Angelina Jolie and Brad Pitt have been criticized for letting their 7 year old daughter Shiloh dress like a boy. It seems some think their refusal to discourage Shiloh’s predilection for cropped hair and traditionally masculine garb makes them unfit parents.
I was once in their shoes. My youngest by one minute daughter Eliza spent her childhood dressed in boys’ clothes, specifically, her older brother’s hand-me-downs. Like Jolie and Pitt, I felt that if this made her happy and comfortable, it was fine by me.
People had a tendency to lump the triplets together. As erroneous and annoying as this was, I figured that if we just raised them as individuals things would work out. Occasionally I’d dress them in matching stuff but most of the time they wore whatever they wanted. Rachael liked the color pink, along with a red turtleneck worn inside-out on her head so she could pretend she was Ariel, the Little Mermaid. Sarah liked sparkly jelly sandals and leggings. Eliza liked Jake’s cast-offs: his Ninja Turtles T-shirt, his cargo shorts, and his ratty Converse hi-tops. The times I did dress the girls for special occasions it would be only a matter of time before Eliza whipped off her dress and was running around in tights or underpants.
She also liked her hair short and uncombed, and was often mistaken for a boy. She didn’t care. But I caught a lot of grief from people I knew and complete strangers because I didn’t intercede. She’ll be confused when she grows up, people would say. Or, as one elderly woman in line at the grocery store said, “She should be wearing girls’ clothes. You don’t want her to turn gay”. Eliza, who was around four at the time, said, “That lady is dumb.” “Yes, honey, she sure is,” I replied.

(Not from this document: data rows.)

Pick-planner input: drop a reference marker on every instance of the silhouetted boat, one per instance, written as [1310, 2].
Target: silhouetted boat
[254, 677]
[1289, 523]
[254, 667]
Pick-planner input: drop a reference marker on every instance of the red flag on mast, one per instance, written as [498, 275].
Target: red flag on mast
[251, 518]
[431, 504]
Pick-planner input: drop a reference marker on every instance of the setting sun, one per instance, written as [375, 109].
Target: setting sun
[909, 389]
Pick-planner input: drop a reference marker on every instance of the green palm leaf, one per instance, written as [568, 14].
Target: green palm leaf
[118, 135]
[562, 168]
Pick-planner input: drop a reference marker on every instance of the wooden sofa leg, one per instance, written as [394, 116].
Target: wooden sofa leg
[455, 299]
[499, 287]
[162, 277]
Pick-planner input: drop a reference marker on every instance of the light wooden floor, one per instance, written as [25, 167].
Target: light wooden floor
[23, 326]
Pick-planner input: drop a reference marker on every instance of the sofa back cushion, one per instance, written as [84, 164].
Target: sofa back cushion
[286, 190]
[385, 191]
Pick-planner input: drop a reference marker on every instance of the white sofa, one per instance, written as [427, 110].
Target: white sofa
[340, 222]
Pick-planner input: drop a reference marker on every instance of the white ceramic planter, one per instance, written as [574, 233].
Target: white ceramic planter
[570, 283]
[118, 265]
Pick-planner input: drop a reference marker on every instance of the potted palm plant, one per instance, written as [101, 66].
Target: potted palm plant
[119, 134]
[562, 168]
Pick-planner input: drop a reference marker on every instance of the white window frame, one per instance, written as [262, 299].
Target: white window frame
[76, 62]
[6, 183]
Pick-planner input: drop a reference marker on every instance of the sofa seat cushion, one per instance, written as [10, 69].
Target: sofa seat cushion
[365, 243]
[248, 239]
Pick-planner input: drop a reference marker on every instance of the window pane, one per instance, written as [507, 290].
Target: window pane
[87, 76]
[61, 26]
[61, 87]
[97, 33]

Today, Eliza lives in Brooklyn. She does stand-up comedy several nights a week and works two jobs. With her waist-length ringlets and love of crop tops, no one would mistake her for a boy now. Her metamorphosis has been cool to watch from the sidelines, purely organic, like watching a flower bloom, only in this case, a flower holding nun chucks and the middle school record for push-ups.
I look at photos of Shiloh I see the same feisty jaw-set, the same spunk and confidence I saw in seven-year-old Eliza. This is what self-knowledge looks like. It’s a force to be reckoned with, and by reckoned, I don’t mean judged or manipulated. I mean celebrated.